As a pediatrician, we ideally spend time in discussing prevention with patients. A leading cause of death in teens involves guns. Studies clearly show the benefit of and need to prevent access to guns in those — teens, in this case — who may be impulsive or volatile emotionally.

Obviously, we also need to address society’s inequities and support more comprehensive mental health services, all of which takes time and a prioritizing of resources. But limiting firearm access is a quick and easy partial fix.

Deborah Patten, M.D.


Time for gun control

We need action on gun control, and we need it now. The school shooting in Florida is just the latest of the more than 200 school shootings since the Sandy Hook massacre in 2012. The New York Times reports that more than 400 people have been shot at or near schools over this period of time.

The president recently tweeted out his thoughts and prayers to the victims and their families, and it filled me with rage. Thoughts and prayers are insufficient at this time. The weapon this young man used was purchased legally, yet it is a weapon designed only for killing people. It is not a hunting tool, it is a killing machine, and it is unconscionable that he should have been able to purchase it, that anyone should be able to purchase a weapon like that.

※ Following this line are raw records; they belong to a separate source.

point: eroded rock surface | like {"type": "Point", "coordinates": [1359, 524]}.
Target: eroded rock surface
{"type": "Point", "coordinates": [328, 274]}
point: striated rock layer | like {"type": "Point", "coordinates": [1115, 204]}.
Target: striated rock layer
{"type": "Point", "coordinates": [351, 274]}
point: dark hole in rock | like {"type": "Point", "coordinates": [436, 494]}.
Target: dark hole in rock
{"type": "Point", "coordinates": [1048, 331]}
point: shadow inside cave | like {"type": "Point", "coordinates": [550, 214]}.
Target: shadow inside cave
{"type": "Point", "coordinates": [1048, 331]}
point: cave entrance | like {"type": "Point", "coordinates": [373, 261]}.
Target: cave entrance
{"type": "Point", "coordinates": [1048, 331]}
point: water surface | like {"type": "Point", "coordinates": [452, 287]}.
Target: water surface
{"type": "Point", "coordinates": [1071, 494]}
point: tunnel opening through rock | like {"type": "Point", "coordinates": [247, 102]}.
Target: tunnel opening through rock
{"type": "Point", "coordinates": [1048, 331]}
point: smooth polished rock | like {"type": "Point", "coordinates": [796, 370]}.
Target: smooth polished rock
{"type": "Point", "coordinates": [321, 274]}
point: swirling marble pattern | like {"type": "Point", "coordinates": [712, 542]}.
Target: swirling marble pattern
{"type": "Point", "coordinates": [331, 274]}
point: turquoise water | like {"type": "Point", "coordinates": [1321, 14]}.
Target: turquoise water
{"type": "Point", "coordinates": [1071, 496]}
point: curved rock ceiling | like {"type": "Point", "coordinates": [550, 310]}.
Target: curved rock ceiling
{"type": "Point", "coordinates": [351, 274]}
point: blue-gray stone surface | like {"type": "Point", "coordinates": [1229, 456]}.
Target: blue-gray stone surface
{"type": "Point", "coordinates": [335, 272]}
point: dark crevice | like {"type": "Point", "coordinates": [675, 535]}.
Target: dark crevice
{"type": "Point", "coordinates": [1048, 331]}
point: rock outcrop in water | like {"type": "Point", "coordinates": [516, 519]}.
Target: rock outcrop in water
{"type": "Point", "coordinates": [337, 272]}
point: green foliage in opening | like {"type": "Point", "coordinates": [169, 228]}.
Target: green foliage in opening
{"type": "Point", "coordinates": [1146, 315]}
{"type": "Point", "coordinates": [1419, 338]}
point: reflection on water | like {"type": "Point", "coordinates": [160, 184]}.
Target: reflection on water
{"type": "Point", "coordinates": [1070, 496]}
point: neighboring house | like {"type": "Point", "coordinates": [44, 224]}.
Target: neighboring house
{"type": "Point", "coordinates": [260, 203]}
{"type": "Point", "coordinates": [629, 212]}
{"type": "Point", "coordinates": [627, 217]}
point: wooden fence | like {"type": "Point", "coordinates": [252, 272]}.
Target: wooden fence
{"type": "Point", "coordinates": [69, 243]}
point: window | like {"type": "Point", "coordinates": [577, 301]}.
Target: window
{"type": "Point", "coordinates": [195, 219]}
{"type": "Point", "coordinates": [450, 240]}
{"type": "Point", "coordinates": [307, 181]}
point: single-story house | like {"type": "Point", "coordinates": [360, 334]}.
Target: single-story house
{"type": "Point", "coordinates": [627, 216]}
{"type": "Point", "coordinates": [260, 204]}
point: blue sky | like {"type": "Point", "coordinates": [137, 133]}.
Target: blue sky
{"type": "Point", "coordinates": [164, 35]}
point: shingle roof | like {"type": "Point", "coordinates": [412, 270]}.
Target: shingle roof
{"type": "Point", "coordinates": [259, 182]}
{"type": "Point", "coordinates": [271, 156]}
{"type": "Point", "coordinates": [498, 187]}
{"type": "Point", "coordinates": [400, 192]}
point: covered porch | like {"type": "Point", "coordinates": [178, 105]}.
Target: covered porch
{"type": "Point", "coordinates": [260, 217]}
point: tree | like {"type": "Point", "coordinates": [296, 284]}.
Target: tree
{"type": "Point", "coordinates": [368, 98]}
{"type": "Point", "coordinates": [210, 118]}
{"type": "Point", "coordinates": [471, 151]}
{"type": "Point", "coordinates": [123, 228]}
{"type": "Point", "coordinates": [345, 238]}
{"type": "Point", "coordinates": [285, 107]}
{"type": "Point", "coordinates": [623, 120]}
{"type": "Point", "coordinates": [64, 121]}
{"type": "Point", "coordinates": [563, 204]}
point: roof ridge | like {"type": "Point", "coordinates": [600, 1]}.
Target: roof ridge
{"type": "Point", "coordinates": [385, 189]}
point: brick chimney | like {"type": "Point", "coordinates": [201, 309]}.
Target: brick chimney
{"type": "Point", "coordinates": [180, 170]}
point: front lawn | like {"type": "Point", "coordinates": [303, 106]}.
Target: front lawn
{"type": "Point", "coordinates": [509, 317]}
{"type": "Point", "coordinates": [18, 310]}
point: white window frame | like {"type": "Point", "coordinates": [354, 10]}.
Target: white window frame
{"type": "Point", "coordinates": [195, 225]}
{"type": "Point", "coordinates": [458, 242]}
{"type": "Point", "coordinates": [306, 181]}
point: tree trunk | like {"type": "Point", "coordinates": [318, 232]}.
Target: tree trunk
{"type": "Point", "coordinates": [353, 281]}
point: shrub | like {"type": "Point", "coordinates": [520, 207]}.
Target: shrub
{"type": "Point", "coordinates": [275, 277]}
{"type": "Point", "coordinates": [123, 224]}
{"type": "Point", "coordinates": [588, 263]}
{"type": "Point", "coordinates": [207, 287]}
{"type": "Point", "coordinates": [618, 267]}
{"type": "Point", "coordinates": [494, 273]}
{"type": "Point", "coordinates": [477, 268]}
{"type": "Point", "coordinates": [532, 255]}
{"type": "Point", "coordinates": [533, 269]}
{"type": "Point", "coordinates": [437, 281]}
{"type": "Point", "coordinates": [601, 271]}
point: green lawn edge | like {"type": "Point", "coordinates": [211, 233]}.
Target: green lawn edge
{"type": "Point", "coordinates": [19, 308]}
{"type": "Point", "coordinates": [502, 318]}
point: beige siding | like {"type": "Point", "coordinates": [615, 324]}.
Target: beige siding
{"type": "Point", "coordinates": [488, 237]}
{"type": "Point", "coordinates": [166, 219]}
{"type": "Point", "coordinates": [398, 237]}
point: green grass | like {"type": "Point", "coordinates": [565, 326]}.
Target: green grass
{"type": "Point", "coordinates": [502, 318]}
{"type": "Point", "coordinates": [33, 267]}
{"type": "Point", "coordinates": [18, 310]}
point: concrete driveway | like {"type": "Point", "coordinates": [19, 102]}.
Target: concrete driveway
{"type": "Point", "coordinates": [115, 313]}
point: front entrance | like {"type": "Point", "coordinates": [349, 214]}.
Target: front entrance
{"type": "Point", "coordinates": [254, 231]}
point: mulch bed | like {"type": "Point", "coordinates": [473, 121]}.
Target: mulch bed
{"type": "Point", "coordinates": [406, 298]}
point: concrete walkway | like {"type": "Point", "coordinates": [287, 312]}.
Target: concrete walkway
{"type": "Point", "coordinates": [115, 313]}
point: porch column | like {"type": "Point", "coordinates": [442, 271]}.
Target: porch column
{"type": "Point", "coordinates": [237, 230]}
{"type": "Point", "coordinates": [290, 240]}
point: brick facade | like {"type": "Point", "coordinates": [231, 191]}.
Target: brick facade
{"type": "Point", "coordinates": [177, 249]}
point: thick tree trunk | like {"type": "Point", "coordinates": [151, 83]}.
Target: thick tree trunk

It is time that our lawmakers display some courage rather than asking that elementary, middle, and high school students do so as they attend school. Yes, it will take courage to enact meaningful gun control. Yes, there will likely be political blowback. But is it worth it? How many more students will we see die in their classrooms and hallways? How many teachers must we celebrate as heroes as they protect their students with their bodies in the face of shooters?

It’s time for reform. And if Sens. Angus King and Susan Collins and Rep. Bruce Poliquin won’t do it, we’ll elect someone who will.

Brieanne Berry


Reaching out to hunters

Recently, I heard a Democratic candidate for the 2nd Congressional District talking about the failed campaigns of Emily Cain, assessing that she lost because she had never gutted a deer. Her never gutting a deer is a possibility.

But I question whether the people of northern Maine care more about hunting than the trillion dollar deficit Congress has planned for 2018. And Rep. Bruce Poliquin is part of that Congress.

If the Democrats are really focused on reaching out to northern Maine hunters, I have a suggestion. There are a couple of poems about skinning rabbits that the Democrats should memorize, or least keep in their pockets. And they should put away their well-worn copies of “The Velveteen Rabbit.”

Reciting the rabbit-skinning poems before crowds should prove that they are, indeed, deer-gutters at heart. Or, at least, rabbit-skinners.